Two days prior to the conclusion of the 1974 NFL Strike in August 1974, Hinton reported to Oilers training camp. However, the Oilers cut Hinton in early September prior to the start of the regular season.

===New England Patriots (1974)===
Hinton was signed by the New England Patriots on October 17, 1974. Hinton had multiple connections that brought him to New England. Patriots' head coach Chuck Fairbanks was Hinton's head coach at Oklahoma, while Patriots' receivers coach was former Colts teammate Ray Perkins. Fairbanks hoped that Hinton could easily adjust to the Patriots' offense because of this familiarity. Hinton was brought in to strengthen the Patriots receiver group after Darryl Stingley suffered a spinal cord injury in a pre-season game, which ended Stingley's career and left him as a quadriplegic.

Hinton's role was limited during his season with the Patriots. He appeared in nine games, but only made one start, and recorded two receptions for 36 yards.

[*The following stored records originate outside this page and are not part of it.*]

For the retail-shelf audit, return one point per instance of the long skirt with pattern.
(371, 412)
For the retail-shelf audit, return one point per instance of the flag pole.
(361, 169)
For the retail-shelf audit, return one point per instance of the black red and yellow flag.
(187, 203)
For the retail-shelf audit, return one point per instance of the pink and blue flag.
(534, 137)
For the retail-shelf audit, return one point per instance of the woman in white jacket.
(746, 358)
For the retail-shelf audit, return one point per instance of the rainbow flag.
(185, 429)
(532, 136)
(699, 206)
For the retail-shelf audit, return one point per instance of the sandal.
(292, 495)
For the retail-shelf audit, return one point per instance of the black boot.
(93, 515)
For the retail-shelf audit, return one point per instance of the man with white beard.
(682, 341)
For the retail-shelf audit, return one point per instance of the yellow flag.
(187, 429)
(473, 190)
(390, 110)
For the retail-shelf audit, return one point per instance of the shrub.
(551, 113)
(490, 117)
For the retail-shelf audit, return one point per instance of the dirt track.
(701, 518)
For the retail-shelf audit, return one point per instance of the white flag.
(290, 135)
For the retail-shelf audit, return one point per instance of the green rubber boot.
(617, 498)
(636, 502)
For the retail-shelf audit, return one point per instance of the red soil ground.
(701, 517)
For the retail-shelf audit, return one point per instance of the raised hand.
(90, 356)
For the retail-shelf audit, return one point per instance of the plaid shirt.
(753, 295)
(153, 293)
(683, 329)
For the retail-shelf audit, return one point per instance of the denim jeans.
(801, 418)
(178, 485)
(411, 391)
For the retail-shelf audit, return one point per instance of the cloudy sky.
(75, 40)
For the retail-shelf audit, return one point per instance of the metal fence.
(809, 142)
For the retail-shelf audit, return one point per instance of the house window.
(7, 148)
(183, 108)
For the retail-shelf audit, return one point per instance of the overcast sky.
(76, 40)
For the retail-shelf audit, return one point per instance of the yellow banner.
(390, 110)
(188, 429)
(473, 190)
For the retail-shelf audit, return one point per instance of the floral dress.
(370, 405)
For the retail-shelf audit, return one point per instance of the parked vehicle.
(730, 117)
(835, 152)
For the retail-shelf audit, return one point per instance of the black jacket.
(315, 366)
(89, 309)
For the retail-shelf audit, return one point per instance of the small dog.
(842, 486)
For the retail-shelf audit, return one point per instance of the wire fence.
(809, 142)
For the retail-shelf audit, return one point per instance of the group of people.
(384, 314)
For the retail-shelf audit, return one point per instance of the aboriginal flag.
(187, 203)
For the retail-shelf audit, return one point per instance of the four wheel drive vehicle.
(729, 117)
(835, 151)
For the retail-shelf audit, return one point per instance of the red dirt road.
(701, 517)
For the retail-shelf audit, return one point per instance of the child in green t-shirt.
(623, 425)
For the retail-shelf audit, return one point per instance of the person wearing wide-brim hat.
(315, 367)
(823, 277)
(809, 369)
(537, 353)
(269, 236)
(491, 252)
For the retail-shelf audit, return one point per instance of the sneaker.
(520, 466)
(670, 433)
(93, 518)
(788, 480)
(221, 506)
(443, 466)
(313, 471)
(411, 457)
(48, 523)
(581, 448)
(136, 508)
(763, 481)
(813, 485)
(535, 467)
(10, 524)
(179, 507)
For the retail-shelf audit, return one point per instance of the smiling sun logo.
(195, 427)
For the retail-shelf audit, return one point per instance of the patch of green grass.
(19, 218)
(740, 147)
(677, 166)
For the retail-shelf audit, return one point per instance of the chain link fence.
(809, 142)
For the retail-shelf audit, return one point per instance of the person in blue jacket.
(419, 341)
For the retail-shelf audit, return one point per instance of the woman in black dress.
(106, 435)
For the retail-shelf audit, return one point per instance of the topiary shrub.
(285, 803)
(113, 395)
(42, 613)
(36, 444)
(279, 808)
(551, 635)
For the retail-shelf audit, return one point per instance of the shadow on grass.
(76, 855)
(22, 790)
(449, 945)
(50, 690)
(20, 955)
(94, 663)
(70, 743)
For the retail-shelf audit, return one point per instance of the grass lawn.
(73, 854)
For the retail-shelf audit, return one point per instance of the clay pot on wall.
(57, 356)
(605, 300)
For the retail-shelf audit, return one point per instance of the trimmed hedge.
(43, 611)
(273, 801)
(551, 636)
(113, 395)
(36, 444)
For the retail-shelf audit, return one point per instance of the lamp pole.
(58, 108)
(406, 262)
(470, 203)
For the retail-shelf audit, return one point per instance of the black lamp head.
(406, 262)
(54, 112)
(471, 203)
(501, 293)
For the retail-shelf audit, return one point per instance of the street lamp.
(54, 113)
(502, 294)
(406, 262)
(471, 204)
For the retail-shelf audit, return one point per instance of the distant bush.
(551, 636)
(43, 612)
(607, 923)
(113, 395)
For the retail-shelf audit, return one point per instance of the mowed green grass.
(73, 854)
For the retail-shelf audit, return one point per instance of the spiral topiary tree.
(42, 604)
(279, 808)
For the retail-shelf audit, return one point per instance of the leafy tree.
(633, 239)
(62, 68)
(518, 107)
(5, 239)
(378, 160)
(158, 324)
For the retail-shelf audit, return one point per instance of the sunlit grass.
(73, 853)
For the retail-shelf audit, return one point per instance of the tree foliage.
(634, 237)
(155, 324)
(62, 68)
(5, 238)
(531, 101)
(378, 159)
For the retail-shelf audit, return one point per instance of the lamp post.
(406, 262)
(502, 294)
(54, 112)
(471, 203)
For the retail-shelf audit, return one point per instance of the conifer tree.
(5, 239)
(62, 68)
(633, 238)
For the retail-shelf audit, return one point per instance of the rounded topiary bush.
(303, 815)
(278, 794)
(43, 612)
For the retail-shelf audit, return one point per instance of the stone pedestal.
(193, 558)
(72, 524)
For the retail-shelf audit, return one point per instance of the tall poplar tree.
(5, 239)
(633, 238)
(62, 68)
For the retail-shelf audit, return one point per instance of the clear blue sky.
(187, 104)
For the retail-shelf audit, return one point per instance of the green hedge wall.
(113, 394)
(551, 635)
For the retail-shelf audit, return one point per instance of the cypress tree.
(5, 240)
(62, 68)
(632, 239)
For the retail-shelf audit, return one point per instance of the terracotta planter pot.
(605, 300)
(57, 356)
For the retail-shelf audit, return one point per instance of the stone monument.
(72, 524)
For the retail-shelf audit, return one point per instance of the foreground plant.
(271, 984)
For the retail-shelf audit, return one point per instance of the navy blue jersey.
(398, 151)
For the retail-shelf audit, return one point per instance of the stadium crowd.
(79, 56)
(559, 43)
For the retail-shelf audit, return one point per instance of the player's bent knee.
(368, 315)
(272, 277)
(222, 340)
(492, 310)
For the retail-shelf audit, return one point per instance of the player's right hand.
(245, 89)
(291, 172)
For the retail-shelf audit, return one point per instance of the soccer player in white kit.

The Patriots finished the season at 7–7. Hinton was placed on waivers by the Patriots in April 1975.

==NFL career statistics==

Legend
|  | Won the Super Bowl |
| Bold | Career high |

===Regular season===

| Year | Team | Games |  | Receiving |  |  |  |  | Rushing |  |  |  |  | Fumbles |  |
| GP | GS | Rec | Yds | Avg | Lng | TD | Att | Yds | Avg | Lng | TD | Fum | Lost |
| 1969 | BAL | 12 | 3 | 13 | 269 | 20.7 | 46 | 1 | 1 | −3 | −3.0 | −3 | 0 | 0 | 0 |
| 1970 | BAL | 13 | 13 | 47 | 733 | 15.6 | 40 | 5 | 5 | 58 | 11.6 | 21 | 2 | 0 | 0 |
| 1971 | BAL | 14 | 11 | 25 | 436 | 17.4 | 33 | 2 | 4 | 56 | 14.0 | 30 | 0 | 0 | 0 |
| 1972 | BAL | 8 | 2 | 11 | 146 | 13.3 | 63 | 1 | 0 | 0 | 0.0 | 0 | 0 | 1 | 0 |
| 1973 | HOU | 11 | 1 | 13 | 202 | 15.5 | 34 | 1 | 1 | −2 | −2.0 | −2 | 0 | 1 | 1 |
| 1974 | NE | 9 | 1 | 2 | 36 | 18.0 | 20 | 0 | 1 | 1 | 1.0 | 1 | 0 | 1 | 0 |
| Career |  | 67 | 31 | 111 | 1,822 | 16.4 | 63 | 10 | 12 | 110 | 9.2 | 30 | 2 | 3 | 1 |

=== Postseason ===

| Year | Team | Games |  | Receiving |  |  |  |  | Rushing |  |  |  |  | Fumbles |  |
| GP | GS | Rec | Yds | Avg | Lng | TD | Att | Yds | Avg | Lng | TD | Fum | Lost |
| 1970 | BAL | 3 | 3 | 10 | 252 | 25.2 | 53 | 1 | 1 | −5 | −5.0 | −5 | 0 | 1 | 0 |
| 1971 | BAL | 2 | 2 | 8 | 128 | 16.0 | 27 | 0 | 0 | 0 | 0 | 0 | 0 | 0 | 0 |
| Career |  | 5 | 5 | 18 | 380 | 21.1 | 53 | 1 | 1 | -5 | -5.0 | -5 | 0 | 1 | 0 |

==Personal life==
After retiring from football, Hinton became a homebuilder. Hinton now lives on a farm in Spring Branch, Texas, with his wife and several animals. He previously served as a school bus driver for local school districts with the goal of helping troubled children.